WASHINGTON — President Joe Biden is set to make history Tuesday when he visits a picket line in Michigan in a show of loyalty to autoworkers who are striking for higher wages and cost-of-living increases.
Biden is looking to polish his pro-labor persona as he becomes the first sitting president to appear on a picket line.
“It is indeed a historic move on Biden’s part to walk a picket line — especially in as high profile a strike that is captivating both the economy and broader public attention,” said Tejasvi Nagaraja, an assistant professor of history at Cornell University’s ILR School.
The United Auto Workers strike against the Big Three auto companies — General Motors, Ford and Chrysler maker Stellantis — has entered its 11th day.
In traveling to Wayne County at the invitation of the UAW president, Shawn Fain, Biden is positioning himself squarely on the side of striking workers, after the White House spent weeks quietly seeing whether it could play a more neutral role in mediating the dispute between labor and management.
Biden’s appearance also reflects the political reality of the moment. As he runs for a second term, he needs to win Rust Belt states like Michigan and can ill afford to alienate workers and their families by aligning himself with well-paid corporate executives. Biden’s likely opponent in the 2024 general election seems to have made a similar calculation: Donald Trump is due to address UAW workers in Michigan on Wednesday.
At an earlier point in the contract dispute, it wasn’t at all clear Biden would visit the picket line. He considered sending a pair of senior administration officials to Michigan to help resolve the impasse but pulled back when Fain made clear he didn’t want them part of the negotiations.
Presidents often like to preserve space for themselves in such standoffs so that both sides will consider them a fair broker. Biden also worried about intervening too directly in a strike whose economic cost has already exceeded $1.6 billion.

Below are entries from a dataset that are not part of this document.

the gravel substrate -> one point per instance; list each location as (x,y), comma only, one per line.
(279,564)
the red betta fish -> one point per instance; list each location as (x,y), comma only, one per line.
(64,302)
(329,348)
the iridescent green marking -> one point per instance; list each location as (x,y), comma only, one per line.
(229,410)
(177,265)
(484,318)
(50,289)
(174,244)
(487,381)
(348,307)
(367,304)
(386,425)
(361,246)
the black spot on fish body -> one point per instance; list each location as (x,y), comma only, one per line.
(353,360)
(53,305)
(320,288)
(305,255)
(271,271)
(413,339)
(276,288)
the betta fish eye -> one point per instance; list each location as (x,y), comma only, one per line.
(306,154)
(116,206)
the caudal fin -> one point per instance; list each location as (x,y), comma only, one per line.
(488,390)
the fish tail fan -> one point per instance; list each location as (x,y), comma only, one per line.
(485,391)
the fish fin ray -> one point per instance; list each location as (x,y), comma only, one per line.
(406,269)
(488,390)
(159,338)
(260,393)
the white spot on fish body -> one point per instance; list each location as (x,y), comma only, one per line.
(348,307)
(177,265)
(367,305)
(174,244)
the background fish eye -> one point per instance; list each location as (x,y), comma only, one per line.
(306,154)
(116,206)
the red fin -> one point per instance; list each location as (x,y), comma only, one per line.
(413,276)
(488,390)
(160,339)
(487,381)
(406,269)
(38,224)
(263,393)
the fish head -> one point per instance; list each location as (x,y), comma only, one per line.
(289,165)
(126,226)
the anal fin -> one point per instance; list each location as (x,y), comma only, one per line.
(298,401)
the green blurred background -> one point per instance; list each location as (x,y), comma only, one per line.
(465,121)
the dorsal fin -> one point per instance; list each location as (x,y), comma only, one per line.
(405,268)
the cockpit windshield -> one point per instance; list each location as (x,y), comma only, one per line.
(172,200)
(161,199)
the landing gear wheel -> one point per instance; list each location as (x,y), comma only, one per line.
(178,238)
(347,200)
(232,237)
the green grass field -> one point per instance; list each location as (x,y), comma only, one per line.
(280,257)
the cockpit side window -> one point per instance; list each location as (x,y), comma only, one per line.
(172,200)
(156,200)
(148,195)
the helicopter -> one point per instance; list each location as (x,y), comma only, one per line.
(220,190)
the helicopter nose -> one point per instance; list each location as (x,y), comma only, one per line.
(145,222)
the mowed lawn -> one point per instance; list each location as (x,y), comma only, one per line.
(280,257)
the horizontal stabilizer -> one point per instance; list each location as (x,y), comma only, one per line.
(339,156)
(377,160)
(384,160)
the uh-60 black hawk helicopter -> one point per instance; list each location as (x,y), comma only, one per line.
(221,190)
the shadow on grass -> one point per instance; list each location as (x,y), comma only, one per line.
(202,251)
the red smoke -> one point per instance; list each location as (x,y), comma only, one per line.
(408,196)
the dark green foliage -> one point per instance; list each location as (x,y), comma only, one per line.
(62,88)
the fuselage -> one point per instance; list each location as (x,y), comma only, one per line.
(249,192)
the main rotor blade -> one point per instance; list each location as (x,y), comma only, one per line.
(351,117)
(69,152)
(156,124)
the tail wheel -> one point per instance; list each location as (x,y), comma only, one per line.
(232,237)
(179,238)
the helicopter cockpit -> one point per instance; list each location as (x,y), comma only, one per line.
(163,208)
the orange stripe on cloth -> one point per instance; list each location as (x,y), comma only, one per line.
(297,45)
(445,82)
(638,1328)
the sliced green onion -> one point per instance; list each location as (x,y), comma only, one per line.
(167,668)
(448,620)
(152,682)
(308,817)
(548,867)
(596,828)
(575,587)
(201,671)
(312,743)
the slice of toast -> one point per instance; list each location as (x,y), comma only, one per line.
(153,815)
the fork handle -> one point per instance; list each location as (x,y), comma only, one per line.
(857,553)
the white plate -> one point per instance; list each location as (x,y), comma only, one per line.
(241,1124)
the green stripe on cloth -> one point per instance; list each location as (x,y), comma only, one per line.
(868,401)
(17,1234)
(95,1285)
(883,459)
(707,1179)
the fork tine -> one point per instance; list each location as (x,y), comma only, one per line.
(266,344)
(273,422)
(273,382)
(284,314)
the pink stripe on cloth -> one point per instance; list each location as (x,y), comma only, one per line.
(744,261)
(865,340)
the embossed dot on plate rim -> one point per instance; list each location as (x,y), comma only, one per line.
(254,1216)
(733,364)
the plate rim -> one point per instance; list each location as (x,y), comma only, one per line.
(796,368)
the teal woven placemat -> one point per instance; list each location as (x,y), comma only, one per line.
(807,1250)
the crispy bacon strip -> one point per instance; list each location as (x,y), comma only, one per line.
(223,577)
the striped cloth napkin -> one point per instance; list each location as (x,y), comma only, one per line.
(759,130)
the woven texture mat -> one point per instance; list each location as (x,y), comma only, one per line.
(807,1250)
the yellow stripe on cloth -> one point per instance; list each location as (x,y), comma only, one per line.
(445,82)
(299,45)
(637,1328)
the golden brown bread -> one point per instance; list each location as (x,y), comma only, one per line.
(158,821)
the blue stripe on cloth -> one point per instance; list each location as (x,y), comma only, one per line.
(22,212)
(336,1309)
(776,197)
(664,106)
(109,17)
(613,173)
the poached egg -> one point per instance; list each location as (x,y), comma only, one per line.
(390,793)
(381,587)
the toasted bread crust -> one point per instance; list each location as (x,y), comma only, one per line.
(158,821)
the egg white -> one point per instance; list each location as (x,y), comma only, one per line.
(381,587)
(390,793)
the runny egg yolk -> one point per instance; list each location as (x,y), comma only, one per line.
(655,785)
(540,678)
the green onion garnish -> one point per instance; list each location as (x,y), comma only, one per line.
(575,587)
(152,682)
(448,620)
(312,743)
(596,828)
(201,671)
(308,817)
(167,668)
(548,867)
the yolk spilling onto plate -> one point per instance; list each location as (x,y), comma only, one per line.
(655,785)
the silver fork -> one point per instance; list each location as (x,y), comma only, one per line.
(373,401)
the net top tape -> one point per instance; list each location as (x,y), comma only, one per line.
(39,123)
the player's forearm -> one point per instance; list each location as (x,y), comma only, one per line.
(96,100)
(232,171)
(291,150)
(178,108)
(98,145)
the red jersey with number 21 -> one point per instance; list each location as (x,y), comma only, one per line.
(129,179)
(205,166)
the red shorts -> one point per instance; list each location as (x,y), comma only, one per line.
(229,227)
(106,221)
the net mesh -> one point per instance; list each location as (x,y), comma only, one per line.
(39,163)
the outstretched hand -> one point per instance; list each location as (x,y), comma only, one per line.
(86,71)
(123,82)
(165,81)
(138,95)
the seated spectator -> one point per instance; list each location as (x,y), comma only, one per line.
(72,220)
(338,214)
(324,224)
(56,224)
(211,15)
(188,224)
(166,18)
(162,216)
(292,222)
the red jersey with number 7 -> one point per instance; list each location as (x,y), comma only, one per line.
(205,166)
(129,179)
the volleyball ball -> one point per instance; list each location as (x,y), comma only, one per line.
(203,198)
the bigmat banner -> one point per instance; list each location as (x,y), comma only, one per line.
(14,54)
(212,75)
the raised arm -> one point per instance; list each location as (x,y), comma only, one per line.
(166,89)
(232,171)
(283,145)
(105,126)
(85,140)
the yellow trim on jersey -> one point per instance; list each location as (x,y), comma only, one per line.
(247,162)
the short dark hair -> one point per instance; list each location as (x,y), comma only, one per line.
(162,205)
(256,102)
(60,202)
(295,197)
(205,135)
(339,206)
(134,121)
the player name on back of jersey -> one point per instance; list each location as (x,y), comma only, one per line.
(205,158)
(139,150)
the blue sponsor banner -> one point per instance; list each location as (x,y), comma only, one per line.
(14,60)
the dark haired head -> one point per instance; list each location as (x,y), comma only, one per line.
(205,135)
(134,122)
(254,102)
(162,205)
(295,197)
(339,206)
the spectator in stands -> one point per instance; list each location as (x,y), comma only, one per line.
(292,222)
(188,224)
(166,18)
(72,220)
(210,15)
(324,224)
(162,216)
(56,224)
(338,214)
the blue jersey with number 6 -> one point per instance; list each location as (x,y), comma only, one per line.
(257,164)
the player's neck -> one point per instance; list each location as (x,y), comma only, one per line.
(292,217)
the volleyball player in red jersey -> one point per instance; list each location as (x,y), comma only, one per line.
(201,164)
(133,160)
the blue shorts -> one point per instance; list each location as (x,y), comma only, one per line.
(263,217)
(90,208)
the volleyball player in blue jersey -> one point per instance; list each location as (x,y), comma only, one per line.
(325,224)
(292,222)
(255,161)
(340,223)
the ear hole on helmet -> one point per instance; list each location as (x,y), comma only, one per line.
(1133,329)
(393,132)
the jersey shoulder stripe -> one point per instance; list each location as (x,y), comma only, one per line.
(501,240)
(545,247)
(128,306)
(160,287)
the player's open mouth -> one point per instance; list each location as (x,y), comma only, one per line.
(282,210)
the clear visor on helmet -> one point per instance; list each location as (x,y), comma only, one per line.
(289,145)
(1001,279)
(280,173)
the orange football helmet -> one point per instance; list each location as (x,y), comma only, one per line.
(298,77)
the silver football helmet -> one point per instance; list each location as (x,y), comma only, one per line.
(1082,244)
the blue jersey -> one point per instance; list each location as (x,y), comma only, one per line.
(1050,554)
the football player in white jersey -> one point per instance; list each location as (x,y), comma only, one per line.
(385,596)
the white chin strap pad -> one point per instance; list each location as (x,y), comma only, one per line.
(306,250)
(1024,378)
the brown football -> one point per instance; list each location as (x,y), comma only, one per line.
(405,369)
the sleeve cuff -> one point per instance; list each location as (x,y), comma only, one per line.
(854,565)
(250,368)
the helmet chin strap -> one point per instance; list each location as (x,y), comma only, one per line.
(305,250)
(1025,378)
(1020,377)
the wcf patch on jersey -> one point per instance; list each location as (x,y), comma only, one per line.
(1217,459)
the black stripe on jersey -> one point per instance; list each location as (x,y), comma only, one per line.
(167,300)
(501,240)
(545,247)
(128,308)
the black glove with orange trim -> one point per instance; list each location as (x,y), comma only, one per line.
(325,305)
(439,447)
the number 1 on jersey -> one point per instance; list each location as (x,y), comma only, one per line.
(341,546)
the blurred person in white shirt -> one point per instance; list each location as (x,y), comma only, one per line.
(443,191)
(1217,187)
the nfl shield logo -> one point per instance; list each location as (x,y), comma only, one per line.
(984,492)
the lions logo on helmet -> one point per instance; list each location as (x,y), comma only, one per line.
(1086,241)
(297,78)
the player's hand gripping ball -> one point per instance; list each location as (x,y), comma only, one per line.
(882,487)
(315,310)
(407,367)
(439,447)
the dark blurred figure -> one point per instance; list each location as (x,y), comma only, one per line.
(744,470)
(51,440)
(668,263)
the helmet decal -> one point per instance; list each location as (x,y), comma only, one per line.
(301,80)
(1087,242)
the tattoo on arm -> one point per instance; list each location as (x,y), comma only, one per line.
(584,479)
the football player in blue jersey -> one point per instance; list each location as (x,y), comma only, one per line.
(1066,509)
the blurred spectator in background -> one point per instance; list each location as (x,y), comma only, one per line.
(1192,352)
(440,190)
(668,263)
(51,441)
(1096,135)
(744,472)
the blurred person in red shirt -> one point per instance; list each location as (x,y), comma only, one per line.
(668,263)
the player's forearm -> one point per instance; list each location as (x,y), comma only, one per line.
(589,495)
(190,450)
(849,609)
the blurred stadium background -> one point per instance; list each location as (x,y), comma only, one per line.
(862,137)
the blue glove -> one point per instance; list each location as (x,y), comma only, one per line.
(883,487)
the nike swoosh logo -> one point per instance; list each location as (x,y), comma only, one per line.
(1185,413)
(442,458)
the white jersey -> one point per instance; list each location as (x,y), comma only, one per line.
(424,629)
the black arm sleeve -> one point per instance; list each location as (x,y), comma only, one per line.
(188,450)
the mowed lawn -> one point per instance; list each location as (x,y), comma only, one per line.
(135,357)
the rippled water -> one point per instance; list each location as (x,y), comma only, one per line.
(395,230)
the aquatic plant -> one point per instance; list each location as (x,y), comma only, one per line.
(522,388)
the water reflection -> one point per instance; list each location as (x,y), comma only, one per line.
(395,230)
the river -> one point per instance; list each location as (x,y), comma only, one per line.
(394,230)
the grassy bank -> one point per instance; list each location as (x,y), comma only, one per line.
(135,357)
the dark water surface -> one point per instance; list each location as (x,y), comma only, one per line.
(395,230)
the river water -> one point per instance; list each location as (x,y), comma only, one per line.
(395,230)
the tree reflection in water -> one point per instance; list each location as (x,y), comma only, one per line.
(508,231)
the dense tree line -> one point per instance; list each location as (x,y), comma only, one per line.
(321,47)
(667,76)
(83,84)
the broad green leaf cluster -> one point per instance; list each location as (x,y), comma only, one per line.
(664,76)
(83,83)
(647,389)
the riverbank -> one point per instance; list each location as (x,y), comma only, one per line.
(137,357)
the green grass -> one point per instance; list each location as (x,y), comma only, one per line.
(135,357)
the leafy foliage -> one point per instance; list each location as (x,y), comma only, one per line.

“For him to be going on a picket line is outrageous,” Steven Rattner, who headed former President Barack Obama’s auto industry task force, said in an interview. “There’s no precedent for it. The tradition of the president is to stay neutral in these things. I get the politics. The progressives all said, ‘We don’t want a mediator; we want an advocate.’ And he bowed to the progressives, and now he’s going out there to put his thumb on the scale. And it’s wrong.”
The more involved Biden gets, the greater the risk that he’ll wind up owning the outcome, for better or first, people familiar with White House’s thinking on the issue said. What’s more, he didn’t have much of a personal relationship with Fain, a progressive who doesn’t fit the mold of traditional labor bosses more familiar to Biden over his long career in politics. Fain was among those who greeted Biden on the tarmac Tuesday when Air Force One landed in Romulus, Michigan.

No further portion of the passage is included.